Learn to Play: Carlos Santana's Searing Woodstock-Era Leads

Carlos Santana (1969). Photo by: Tucker Ransom / Stringer. Getty Images.

Carlos Santana is a true guitar legend with an instantly recognizable style. A combination of tone, technique, and taste are the key ingredients to Santana's fluent and melodic approach. Carlos possesses a distinct voice derived from elements of blues, jazz, rock, and Latin music.

Carlos is most associated with Paul Reed Smith guitars and Mesa-Boogie amplifiers, but for this lesson I focused on the Woodstock era of Santana. Around the late 1960s into the early 1970s, Santana created his searing solos with a Gibson SG Special and, oddly enough, a solid-state Gallien-Krueger. Carlos also used Fender Twins around this time, before eventually switching to Mesa-Boogies later in his career.

Santana’s inspired Woodstock performance of the song "Soul Sacrifice" is my template for this lesson above.

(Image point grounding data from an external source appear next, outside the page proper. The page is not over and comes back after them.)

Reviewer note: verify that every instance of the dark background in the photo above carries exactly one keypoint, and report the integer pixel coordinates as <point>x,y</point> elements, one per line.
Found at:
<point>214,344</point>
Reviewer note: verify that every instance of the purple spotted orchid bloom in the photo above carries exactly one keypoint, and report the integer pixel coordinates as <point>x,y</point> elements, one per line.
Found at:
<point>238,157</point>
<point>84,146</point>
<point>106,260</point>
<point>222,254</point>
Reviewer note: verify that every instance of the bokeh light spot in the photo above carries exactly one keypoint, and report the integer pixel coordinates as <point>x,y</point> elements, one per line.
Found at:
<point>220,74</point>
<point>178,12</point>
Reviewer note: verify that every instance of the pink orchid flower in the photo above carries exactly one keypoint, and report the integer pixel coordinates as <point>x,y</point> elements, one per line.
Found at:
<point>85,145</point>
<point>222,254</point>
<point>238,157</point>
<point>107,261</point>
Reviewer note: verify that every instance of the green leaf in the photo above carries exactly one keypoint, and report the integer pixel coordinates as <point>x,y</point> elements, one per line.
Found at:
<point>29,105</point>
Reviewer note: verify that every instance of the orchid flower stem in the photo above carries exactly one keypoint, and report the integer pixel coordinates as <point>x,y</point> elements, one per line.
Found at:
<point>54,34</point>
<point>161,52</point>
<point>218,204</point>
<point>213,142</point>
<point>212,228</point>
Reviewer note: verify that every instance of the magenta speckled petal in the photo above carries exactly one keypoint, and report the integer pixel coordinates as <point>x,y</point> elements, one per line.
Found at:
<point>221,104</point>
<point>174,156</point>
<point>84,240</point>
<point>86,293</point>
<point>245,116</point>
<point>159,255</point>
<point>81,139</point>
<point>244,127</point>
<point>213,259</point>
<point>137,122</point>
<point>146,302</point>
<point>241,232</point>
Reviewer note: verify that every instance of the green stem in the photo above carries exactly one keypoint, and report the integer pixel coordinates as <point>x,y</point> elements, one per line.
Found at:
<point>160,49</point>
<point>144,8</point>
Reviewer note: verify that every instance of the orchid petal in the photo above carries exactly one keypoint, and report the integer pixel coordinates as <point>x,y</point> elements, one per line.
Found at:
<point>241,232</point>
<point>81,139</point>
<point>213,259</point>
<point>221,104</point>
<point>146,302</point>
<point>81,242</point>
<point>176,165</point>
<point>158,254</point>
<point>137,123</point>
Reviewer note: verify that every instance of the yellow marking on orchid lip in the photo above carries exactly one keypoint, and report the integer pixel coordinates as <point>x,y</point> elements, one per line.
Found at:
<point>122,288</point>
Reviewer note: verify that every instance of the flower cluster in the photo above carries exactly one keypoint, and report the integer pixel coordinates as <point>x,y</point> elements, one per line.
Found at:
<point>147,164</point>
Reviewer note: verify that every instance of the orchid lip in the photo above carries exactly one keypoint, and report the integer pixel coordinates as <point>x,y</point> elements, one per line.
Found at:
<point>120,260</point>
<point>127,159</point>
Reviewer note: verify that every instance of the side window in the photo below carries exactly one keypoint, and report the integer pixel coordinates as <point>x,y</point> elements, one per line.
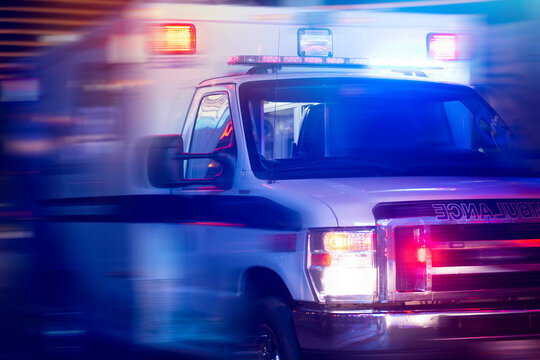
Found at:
<point>213,130</point>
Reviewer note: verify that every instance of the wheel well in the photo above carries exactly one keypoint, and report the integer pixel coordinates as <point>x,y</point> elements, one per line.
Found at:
<point>260,282</point>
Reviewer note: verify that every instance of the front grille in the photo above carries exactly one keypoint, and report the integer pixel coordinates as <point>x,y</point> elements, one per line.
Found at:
<point>485,256</point>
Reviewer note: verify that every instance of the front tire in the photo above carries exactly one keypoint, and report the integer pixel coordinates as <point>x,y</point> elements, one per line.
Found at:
<point>273,329</point>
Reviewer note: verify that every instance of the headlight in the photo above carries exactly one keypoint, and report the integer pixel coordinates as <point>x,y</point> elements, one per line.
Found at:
<point>341,264</point>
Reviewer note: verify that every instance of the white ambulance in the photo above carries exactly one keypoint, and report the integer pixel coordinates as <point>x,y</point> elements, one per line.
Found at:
<point>334,186</point>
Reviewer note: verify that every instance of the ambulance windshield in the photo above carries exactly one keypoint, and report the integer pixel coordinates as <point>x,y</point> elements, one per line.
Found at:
<point>373,127</point>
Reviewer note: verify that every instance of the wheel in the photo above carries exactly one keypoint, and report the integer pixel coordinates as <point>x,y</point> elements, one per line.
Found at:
<point>273,331</point>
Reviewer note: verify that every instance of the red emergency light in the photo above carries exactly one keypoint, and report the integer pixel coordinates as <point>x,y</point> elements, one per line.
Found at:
<point>173,39</point>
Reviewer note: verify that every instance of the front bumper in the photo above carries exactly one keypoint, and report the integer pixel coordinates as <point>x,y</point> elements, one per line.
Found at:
<point>427,332</point>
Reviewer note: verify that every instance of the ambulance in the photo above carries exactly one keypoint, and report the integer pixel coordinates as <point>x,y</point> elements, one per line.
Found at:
<point>281,183</point>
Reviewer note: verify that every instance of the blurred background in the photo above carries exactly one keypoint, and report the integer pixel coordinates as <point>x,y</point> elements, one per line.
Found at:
<point>507,74</point>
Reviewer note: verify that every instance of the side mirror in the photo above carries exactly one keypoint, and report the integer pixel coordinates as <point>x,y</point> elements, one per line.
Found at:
<point>164,168</point>
<point>165,164</point>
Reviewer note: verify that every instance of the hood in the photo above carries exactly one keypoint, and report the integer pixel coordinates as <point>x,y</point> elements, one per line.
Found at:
<point>352,199</point>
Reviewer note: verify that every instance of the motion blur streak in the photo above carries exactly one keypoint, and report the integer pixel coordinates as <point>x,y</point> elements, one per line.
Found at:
<point>95,262</point>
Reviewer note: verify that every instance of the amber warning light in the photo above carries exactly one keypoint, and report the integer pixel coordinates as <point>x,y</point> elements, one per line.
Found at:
<point>173,39</point>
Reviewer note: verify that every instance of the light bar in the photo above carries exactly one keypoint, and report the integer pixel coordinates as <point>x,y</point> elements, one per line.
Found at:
<point>450,47</point>
<point>297,61</point>
<point>442,46</point>
<point>173,39</point>
<point>315,42</point>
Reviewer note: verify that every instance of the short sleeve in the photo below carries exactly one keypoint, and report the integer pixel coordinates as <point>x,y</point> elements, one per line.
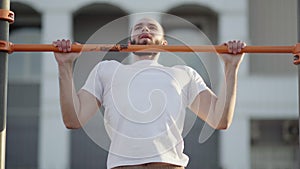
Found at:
<point>93,83</point>
<point>196,85</point>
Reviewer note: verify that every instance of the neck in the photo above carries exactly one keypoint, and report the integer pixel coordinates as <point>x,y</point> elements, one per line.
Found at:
<point>147,57</point>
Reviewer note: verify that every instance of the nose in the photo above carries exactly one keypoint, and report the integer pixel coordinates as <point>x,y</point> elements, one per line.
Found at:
<point>145,29</point>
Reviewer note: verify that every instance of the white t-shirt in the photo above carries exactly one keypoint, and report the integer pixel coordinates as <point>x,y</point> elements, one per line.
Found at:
<point>144,109</point>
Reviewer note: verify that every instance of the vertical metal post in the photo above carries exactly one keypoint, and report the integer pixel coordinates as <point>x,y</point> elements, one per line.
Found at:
<point>4,34</point>
<point>298,27</point>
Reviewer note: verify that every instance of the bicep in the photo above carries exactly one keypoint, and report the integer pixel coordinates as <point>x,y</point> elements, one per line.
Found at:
<point>204,103</point>
<point>89,105</point>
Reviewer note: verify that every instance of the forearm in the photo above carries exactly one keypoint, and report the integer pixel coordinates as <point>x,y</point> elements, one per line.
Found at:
<point>225,103</point>
<point>69,101</point>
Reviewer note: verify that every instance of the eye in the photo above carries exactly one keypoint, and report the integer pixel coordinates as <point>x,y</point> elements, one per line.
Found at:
<point>137,28</point>
<point>153,27</point>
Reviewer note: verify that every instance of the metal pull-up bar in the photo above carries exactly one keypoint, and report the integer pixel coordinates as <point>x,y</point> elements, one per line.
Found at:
<point>10,47</point>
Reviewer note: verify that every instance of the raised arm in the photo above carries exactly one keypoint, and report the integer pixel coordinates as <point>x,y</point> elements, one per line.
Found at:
<point>76,108</point>
<point>218,111</point>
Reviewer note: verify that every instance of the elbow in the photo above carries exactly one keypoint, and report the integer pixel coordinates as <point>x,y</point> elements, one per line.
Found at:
<point>68,126</point>
<point>72,125</point>
<point>223,125</point>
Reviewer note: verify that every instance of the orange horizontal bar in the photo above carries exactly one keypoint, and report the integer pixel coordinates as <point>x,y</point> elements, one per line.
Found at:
<point>147,48</point>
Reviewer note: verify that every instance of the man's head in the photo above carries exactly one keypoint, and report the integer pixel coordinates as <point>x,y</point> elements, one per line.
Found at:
<point>147,31</point>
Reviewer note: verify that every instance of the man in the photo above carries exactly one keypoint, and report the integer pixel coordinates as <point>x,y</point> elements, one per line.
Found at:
<point>145,102</point>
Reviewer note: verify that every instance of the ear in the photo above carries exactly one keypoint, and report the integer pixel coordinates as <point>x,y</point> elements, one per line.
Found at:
<point>164,42</point>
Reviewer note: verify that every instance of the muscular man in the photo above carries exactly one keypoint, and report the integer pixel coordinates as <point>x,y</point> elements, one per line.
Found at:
<point>145,102</point>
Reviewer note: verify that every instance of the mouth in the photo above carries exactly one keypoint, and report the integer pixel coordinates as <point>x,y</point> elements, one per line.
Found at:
<point>145,36</point>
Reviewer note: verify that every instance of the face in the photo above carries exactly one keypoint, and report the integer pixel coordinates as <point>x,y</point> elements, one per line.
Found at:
<point>147,32</point>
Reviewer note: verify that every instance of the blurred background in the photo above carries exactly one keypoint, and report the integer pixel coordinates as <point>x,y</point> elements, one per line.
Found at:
<point>264,133</point>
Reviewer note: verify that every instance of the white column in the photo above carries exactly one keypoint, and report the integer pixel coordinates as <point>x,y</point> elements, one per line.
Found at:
<point>54,148</point>
<point>235,144</point>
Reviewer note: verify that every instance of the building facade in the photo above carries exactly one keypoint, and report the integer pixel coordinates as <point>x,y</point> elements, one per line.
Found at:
<point>265,124</point>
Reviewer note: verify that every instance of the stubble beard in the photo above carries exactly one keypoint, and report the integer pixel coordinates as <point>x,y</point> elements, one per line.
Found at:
<point>146,42</point>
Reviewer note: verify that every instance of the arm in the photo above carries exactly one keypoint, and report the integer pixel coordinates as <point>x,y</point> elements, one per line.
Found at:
<point>77,108</point>
<point>218,111</point>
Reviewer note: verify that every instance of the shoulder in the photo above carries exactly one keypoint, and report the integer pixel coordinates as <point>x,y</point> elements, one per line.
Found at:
<point>187,69</point>
<point>107,64</point>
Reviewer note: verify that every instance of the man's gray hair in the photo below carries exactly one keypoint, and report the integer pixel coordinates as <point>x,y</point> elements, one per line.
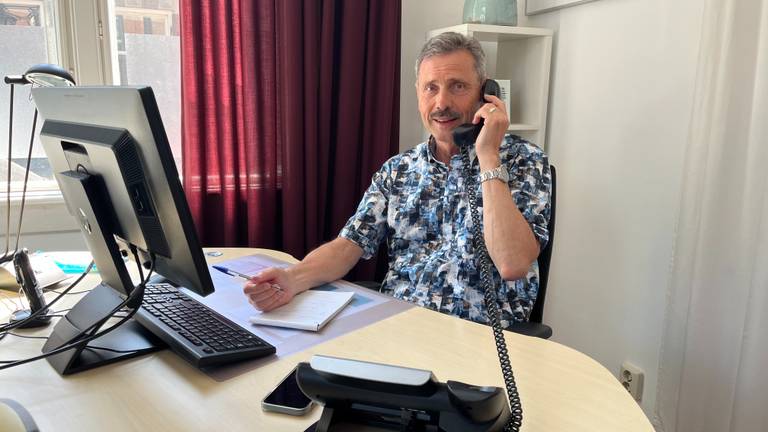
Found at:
<point>446,43</point>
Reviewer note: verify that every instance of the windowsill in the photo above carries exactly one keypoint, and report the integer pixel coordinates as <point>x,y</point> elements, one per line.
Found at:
<point>45,212</point>
<point>42,197</point>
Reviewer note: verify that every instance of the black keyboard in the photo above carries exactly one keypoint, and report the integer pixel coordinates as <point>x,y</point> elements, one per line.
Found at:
<point>197,333</point>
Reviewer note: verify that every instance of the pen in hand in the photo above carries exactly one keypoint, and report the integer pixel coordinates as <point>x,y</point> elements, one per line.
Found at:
<point>241,275</point>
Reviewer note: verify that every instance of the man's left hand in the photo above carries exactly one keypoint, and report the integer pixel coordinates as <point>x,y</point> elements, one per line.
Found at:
<point>496,123</point>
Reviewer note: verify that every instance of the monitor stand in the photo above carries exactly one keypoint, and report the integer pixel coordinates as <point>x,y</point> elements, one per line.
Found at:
<point>128,340</point>
<point>88,201</point>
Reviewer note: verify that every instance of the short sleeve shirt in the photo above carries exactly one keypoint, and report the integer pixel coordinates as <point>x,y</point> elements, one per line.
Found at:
<point>419,206</point>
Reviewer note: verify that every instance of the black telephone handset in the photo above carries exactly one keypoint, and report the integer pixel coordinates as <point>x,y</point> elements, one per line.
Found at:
<point>466,134</point>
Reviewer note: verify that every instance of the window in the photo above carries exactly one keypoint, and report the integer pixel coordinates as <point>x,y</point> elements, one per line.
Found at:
<point>29,31</point>
<point>142,48</point>
<point>148,52</point>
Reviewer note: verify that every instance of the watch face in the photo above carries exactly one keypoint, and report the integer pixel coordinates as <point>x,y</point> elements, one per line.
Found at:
<point>499,172</point>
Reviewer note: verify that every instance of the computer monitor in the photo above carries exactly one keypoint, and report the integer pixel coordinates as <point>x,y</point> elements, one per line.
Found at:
<point>110,155</point>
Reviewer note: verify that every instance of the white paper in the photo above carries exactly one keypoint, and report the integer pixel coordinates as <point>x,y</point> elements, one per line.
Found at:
<point>309,310</point>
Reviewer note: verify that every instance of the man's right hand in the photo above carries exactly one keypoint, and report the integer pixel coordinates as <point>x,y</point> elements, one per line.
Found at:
<point>270,289</point>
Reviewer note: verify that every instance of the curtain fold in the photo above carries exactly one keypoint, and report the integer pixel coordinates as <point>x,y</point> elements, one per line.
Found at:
<point>715,345</point>
<point>288,108</point>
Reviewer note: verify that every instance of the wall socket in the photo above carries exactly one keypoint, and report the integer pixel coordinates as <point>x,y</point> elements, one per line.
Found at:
<point>631,377</point>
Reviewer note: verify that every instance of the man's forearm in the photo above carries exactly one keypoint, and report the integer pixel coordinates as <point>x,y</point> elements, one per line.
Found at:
<point>510,241</point>
<point>327,263</point>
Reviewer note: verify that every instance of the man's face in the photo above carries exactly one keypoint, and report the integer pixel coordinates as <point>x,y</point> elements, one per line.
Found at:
<point>448,89</point>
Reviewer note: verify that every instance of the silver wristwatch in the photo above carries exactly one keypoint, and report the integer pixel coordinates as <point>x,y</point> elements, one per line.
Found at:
<point>500,172</point>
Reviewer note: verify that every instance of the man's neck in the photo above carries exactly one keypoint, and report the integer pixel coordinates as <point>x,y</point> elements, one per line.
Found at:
<point>444,150</point>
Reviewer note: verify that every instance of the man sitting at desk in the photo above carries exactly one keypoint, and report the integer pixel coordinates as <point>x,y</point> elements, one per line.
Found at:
<point>417,201</point>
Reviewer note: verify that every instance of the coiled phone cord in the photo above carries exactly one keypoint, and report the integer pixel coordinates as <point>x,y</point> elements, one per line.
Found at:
<point>489,295</point>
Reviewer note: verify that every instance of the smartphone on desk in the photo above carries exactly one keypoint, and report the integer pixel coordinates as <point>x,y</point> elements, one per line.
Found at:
<point>287,398</point>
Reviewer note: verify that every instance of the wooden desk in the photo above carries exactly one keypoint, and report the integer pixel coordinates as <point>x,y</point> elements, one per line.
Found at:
<point>561,389</point>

In this video, I wanted to show how Santana can take a few simple scales like minor pentatonic and the Dorian mode to create interesting melodies. Although I am demonstrating the piece almost note for note, I feel some of these ideas could be transferred into your own playing and used to spice up your own improvisation skills.

Pay special attention to the subtle vibrato and sharp attack of pull-offs that give these riffs a certain edge. Santana is a master of space between notes, creating a sonic tapestry of sound that elevates the song to new levels. You can hear his own personality and voice come through strong on "Soul Sacrifice." Even by just attempting this piece, your eyes will be open to new possibilities.

Plus, soloing over a Latin-style rock groove might force you to try some things you might not of thought of compared to a more typical rock beat. Have fun and remember the key is to take something from the lesson and incorporate it into your own playing.